09-09-2002   Column Metro
JA, IK HOOR TOCH BIJ DE LINKSE KERK!

Niet lang geleden werd in een sporthal bij mij in de buurt het Lost Boys-schaaktoernooi georganiseerd. Ik kan schaken, dat wil zeggen: ik weet hoe het spel gaat en heb het vroeger in huis, tuin en keuken regelmatig gespeeld. Mijn kennis van deze edele sport is niet theoretisch, hoewel ik schaakverslagen altijd nauwkeurig lees. Ik ben goed op de hoogte van de spelers, hun prestaties en kan zelfs antwoord geven op de heikele vraag hoeveel verschillende wereldkampioenen er momenteel actief zijn. (Binnenkort wordt er een ingewikkelde reeks matches gehouden om het aantal wereldkampioenen weer tot één terug te brengen.) Ik ben bekend met allerhande fascinerende technische termen waaraan de schaakartikelen in krant en tijdschrift zo rijk zijn. Siciliaans, Nimzo-Indisch, damegambiet, ze rollen zo mijn mond uit, maar wat ze betekenen, ik zou het niet weten. En dat wil graag zo houden. Een damegambiet, wat kan je je daar allemaal niet bij voorstellen?

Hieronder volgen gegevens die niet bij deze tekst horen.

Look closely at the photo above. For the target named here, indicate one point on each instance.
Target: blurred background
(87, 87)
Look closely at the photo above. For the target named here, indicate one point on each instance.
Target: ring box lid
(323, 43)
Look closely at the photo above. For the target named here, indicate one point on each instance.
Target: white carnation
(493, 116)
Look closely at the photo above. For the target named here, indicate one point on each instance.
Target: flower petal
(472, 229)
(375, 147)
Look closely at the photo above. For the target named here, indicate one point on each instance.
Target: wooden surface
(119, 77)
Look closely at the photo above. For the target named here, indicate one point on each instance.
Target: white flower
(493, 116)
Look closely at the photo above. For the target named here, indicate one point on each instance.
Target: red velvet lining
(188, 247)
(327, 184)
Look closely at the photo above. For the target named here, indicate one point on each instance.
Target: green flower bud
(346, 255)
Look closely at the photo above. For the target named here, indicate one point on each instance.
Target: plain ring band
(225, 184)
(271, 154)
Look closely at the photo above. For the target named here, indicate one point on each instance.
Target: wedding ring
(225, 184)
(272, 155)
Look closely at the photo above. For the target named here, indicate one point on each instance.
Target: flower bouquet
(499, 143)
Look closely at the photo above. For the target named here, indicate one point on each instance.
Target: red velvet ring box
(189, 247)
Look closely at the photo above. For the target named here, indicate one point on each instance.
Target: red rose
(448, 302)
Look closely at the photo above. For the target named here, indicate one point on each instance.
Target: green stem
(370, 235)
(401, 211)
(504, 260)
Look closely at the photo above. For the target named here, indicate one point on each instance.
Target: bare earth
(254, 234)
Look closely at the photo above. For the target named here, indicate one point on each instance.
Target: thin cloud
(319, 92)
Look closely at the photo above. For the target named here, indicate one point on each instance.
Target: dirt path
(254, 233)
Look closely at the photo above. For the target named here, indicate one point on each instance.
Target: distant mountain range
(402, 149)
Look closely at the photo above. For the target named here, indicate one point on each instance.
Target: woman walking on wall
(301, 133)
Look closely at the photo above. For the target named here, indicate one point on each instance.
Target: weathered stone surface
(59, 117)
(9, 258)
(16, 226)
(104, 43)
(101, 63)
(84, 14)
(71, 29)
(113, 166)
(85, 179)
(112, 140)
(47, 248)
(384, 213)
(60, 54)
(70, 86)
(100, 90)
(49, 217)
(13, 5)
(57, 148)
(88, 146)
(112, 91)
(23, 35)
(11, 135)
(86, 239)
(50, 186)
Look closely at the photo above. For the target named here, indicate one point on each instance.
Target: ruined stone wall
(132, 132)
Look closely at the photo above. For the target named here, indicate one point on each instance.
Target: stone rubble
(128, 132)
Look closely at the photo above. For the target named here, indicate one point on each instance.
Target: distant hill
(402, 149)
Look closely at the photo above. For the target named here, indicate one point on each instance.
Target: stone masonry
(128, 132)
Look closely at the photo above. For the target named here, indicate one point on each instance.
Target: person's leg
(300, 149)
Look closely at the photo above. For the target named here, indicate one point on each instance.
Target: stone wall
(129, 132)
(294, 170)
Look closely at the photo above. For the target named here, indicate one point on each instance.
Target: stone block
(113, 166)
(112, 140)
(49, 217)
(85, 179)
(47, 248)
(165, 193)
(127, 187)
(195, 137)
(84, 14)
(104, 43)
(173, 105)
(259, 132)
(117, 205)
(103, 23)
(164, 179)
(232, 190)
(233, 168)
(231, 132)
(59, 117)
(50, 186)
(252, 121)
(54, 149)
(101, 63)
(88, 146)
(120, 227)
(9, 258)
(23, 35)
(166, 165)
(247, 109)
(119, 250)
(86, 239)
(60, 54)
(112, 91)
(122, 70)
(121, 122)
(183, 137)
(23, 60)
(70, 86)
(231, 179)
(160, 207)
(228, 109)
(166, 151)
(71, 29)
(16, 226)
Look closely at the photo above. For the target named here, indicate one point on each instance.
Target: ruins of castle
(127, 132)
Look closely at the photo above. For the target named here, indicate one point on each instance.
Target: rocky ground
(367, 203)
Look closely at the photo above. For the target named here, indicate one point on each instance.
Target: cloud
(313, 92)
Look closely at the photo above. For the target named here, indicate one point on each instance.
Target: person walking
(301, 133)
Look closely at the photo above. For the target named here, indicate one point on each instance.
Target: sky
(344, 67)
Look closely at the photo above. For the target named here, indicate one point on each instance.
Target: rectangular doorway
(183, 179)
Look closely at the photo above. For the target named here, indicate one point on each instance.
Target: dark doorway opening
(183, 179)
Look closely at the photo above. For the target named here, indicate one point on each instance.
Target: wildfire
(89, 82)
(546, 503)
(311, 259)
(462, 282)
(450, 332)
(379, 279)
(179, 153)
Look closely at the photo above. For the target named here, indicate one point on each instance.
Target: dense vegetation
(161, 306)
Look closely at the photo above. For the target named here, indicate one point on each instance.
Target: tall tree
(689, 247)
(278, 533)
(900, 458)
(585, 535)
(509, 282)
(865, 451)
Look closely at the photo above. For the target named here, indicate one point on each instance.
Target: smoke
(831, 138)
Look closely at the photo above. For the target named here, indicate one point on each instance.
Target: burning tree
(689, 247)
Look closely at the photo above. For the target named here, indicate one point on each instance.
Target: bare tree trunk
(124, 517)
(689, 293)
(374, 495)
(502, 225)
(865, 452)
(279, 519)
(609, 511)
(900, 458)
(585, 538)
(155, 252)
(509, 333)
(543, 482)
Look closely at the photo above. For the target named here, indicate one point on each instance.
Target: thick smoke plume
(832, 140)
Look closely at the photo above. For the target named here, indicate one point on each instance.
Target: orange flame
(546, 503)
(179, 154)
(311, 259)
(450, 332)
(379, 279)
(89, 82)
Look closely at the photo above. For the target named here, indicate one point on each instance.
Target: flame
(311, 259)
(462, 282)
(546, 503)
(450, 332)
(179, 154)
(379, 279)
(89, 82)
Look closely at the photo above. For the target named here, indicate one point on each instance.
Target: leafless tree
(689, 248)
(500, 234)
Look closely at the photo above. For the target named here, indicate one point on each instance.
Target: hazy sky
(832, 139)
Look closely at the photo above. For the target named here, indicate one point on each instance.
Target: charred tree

Ik ben weleens begonnen me in de theorie te verdiepen, maar besloot al snel toch in de wereld van de suggestie te blijven. De poëzie van de magische dus geheel naar eigen goeddunken in te vullen schaakraadselen is mij te lief. In de goed geklimatiseeerde sporthal heerste een devote, keiharde stilte. Ademen was toegestaan, voorzichtig bewegen ook. Honderden schakers hadden zich rondom hun altaren geschaard en verkenden in opperste concentratie de uithoeken van hun geest. Veel mannen zag ik, en veel mannen met een bril en veel mannen met een wijkende haargrens, maar ook andere mannen, en ook vrouwen, allen gevangen in een ontroerende fascinatie voor dit spel. Op een verhoging speelden de cracks, de stellingen van hun partijen waren van schermen af te lezen en dat werd gretig gedaan. Van geen enkele stelling kon ik zo op het eerste gezicht zeggen wie er gewonnen, verloren dan wel remise stond. De opvallend uitgedijde grootmeester Jan Timman stond als een peinzende Boeddha naast zijn bord, met recht, zo begreep ik later uit de uitslagen, want zijn jonge tegenstander was hem aan het vloeren. In de kantine met uitzicht op de arena was het verbod op geluid opgeheven. Er werd gediscussieerd, er vloeide overduidelijk alcoholische dranken (Timman is bijvoorbeeld een verklaard tegenstander van de in te voeren doping(!)controle), maar verder werd de ruimte gevuld met Šschakende schakers. Als voyerende leek werd ik ongemoeid gelaten, ze hadden het sowieso veel te druk met spelen, en ik genoot van de toewijding en gemeenschapszin, waarmee hier om de schaaktotem werd gedanst. Kom daar maar eens om in deze geïndividualiseerde tijden! Helaas was dit het laatste Lost Boys-tournooi, de sponsor komt uit de IT-wereld en zijn overmoedig gekozen naam dreigt te worden bewaarheid.
Vorige week zaterdag was ik op de Dam, waar een aantal idealistische organisaties een symbolische 'Johannesbrug' bouwden ter ondersteuning van de wereldtop over duurzame ontwikkeling in Zuid-Afrika. Het publiek bestond, behalve uit enige verdwaasde funshoppers (zaterdagmiddag, Kalverstraat) ook hier uit een bepaald slag mensen. Mijn columnistenblik focuste zich al: van al die sandalen, blijmoedige poncho's, betrokken grijsgelokte hoofden, bepiercete wereldverbeterende postpunkertjes en andere vegetarische lelijkerds zou een mooi smalend stukje te bakken zijn.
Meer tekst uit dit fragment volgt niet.